Additionally, Brian Muir published his own rebuttal to Andrew Ainsworth’s “The Court Decides” article. This can be found on the RPF. Entitled, “Just the Facts“, in the opening post, Muir publishes an account of the origins of the key photo, along with a photo of himself sculpting the Death Star Droid head (with his original sculpt of the Darth Vader helmet in the background) in what he claims is the same type of clay used by Liz Moore to sculpt the Stormtrooper helmet (for which he sculpted the accompanying armor pieces):
Muir states in his initial post:
As the colour of the clay sculpt of the Stormtrooper helmet was not discussed in depth in the Lucasfilm vs Ainsworth court case, I feel that the facts should be revealed. Ainsworth has now re -written his version of events for the 6th time (5 amended statements being presented as the truth was produced) using the true facts that I put forward in my one and only statement. He has not only changed the facts as they happened but has changed his website from Shepperton Design Studios to www.OriginalStormtrooper.com
No-one knew about the clay helmet that had been sculpted for the production until I informed Lucasfilm lawyers of its existence. After searching through their Archives a photo was found in the Gary Kurtz Archive. The clay helmet I saw outside the Art Department was the same colour as the clay that Liz and I were using on the film.
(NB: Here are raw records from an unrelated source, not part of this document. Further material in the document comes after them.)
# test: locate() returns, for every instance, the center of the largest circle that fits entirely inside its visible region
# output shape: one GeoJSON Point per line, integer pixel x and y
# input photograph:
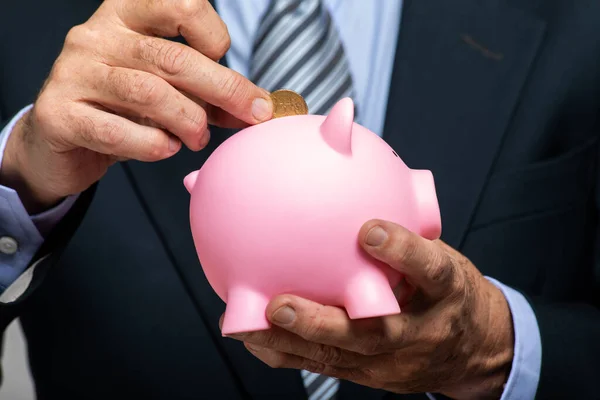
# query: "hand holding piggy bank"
{"type": "Point", "coordinates": [278, 206]}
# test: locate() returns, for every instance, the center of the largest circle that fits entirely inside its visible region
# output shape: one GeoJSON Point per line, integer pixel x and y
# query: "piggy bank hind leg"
{"type": "Point", "coordinates": [369, 294]}
{"type": "Point", "coordinates": [245, 311]}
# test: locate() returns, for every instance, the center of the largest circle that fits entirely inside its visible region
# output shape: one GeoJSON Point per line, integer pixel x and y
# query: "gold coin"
{"type": "Point", "coordinates": [287, 103]}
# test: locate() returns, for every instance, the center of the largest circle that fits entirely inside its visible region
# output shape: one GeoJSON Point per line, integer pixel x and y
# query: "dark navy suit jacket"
{"type": "Point", "coordinates": [499, 98]}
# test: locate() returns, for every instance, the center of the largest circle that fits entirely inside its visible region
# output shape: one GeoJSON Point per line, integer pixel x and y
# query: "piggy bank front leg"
{"type": "Point", "coordinates": [245, 311]}
{"type": "Point", "coordinates": [369, 294]}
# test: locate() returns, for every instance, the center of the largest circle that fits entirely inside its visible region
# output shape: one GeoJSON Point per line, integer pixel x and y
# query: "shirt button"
{"type": "Point", "coordinates": [8, 245]}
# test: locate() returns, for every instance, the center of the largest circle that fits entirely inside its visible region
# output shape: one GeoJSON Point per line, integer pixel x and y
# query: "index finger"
{"type": "Point", "coordinates": [424, 263]}
{"type": "Point", "coordinates": [331, 325]}
{"type": "Point", "coordinates": [193, 73]}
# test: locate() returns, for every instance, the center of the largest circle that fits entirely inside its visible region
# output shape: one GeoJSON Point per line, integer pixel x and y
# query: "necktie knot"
{"type": "Point", "coordinates": [297, 47]}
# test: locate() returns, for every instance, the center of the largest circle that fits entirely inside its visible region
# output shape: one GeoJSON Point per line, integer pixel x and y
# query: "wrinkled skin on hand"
{"type": "Point", "coordinates": [454, 334]}
{"type": "Point", "coordinates": [121, 90]}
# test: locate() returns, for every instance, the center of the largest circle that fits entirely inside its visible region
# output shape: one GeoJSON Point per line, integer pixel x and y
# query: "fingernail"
{"type": "Point", "coordinates": [173, 143]}
{"type": "Point", "coordinates": [261, 109]}
{"type": "Point", "coordinates": [205, 138]}
{"type": "Point", "coordinates": [284, 315]}
{"type": "Point", "coordinates": [253, 347]}
{"type": "Point", "coordinates": [376, 236]}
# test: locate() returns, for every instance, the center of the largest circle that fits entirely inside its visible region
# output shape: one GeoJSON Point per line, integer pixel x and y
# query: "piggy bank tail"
{"type": "Point", "coordinates": [430, 224]}
{"type": "Point", "coordinates": [190, 181]}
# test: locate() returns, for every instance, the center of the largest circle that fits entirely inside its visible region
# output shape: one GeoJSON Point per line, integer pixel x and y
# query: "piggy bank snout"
{"type": "Point", "coordinates": [430, 224]}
Ainsworth is now using a colour distorted photo of the clay helmet to try to show it as terracotta as Pemberton (who was incorrectly credited for sculpting the helmet) said he only worked with terracotta as it is cheap.
Again Ainsworth is trying to cheat Liz Moore out of the credit she so richly deserves for sculpting the helmet.
Photo of me in 1976 using the same clay to sculpt the Death Star Droid as Liz Moore used to sculpt the Stormtrooper helmet
The Replica Prop Forum discussion continues on for 412 independent posts by various members, as of 03/13/11.
Pertinent to these issues are the statements published by Mr. Justice Mann in his High Court ruling in 2008 with his conclusions regarding the veracity of Mr. Ainsworth’s recollections, claims, and assertions, excerpts of which can be found in a previous Original Prop Blog article (see Star Wars “Prototype” Stormtrooper Helmets Update: High Court Ruling Excerpts on LFL v. SDS Case).
Returning to the Facebook pages, while the “Wall” of the Ainsworth page is generally made of content about the sale of his unlicensed Star Wars replica props and costumes, there is a debate between he and some of his detractors on the “Discussions” tab under a topic entitled “Red Clay stormtrooper“. This was first published, per Facebook, “about 3 months ago“, which is approximately the same time I was contacted by a third party requesting that I alter my 2008 article, changing credit for the sculpt of the chosen Stormtrooper helmet from the late Liz Moore to Nick Pemberton, making it consistent with Ainsworth’s recent accounting of the mid-’70s events.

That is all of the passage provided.